Austria’s largest electricity producer, Verbund Hydro Power, needs to monitor the state of its water turbines. To automatically detect anomalous process conditions, data scientists at Verbund modelled the turbine’s expected oil temperatures based on multiple years of historical data of the water temperature and other sensors. However, the modelling required a careful selection of meaningful periods for training and validation. Times of regular turbine operation were repeatedly followed by shut-down and start-up procedures that had to be excluded from the modelling. Moreover, upgrades to the plant made it unclear to which extent historical data was representative of the current turbine behavior. Selecting relevant process data was thus considered a significant time and cost factor.
The data scientists required means to label periods of the process data as suitable training and test data while discussing the data with the process experts. This labeling step typically needs to involve the experts’ opinions and thus cannot be automated by prepared scripts. However, even labeling multiple years of data should not take more than a few hours to reduce the experts’ time effort. Furthermore, both the data selection and the modelling had to be transparent to get the buy-in of the experts. It was necessary that the models could be interpreted and checked for physical plausibility before using them for operational condition monitoring.
With Visplore, the data scientists could interactively label multiple years of process data live while discussing the data with the process experts.
Intuitive tools enabled the users to graphically select suitable periods and label them as training data with a click. Labels could easily be corrected based on the feedback of the process experts and exported to Excel or Python. Selecting useful test data from four years of process data and dozens of tags took much less than an hour.
Also, for the predictive modelling itself, the interactive cockpits of Visplore enabled the data scientists to work together live with the process experts. Intuitive visualization made the modelled dependencies interpretable and allowed for a quick plausibility assessment for different operating conditions. Automatic ordering of all variables by their influence on the modelled oil temperature allowed for selecting relevant features quickly while including the process expertise in the modelling. After a few minutes, a predictive model was created, well-understood and approved by the process experts, and could be exported as Python code.
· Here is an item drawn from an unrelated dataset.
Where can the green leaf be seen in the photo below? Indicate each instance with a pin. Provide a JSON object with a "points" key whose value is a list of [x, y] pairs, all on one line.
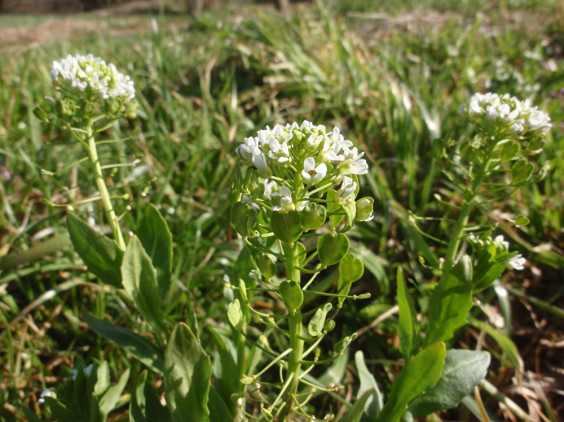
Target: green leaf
{"points": [[292, 294], [486, 273], [342, 344], [40, 114], [511, 354], [157, 241], [140, 282], [267, 266], [219, 411], [521, 220], [75, 399], [100, 254], [187, 376], [450, 303], [355, 413], [334, 209], [286, 226], [419, 374], [374, 403], [462, 372], [317, 322], [313, 216], [351, 269], [521, 171], [225, 370], [332, 247], [138, 346], [408, 328], [112, 395], [145, 405]]}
The exported Python code could easily be used to define dynamic tolerance corridors for condition-based monitoring. The corridor robustly adapted to different process conditions, minimizing false positive alerts while being narrow enough to detect real process anomalies quickly. Using Visplore, the know-how of the plant engineers could very easily be included in a transparent and highly efficient process for cleaning and modelling the sensor data. This saved much effort for data preparation and considerably shortened the overall project duration. Furthermore, it led to a plausible model that was widely accepted as it considered necessary domain knowledge.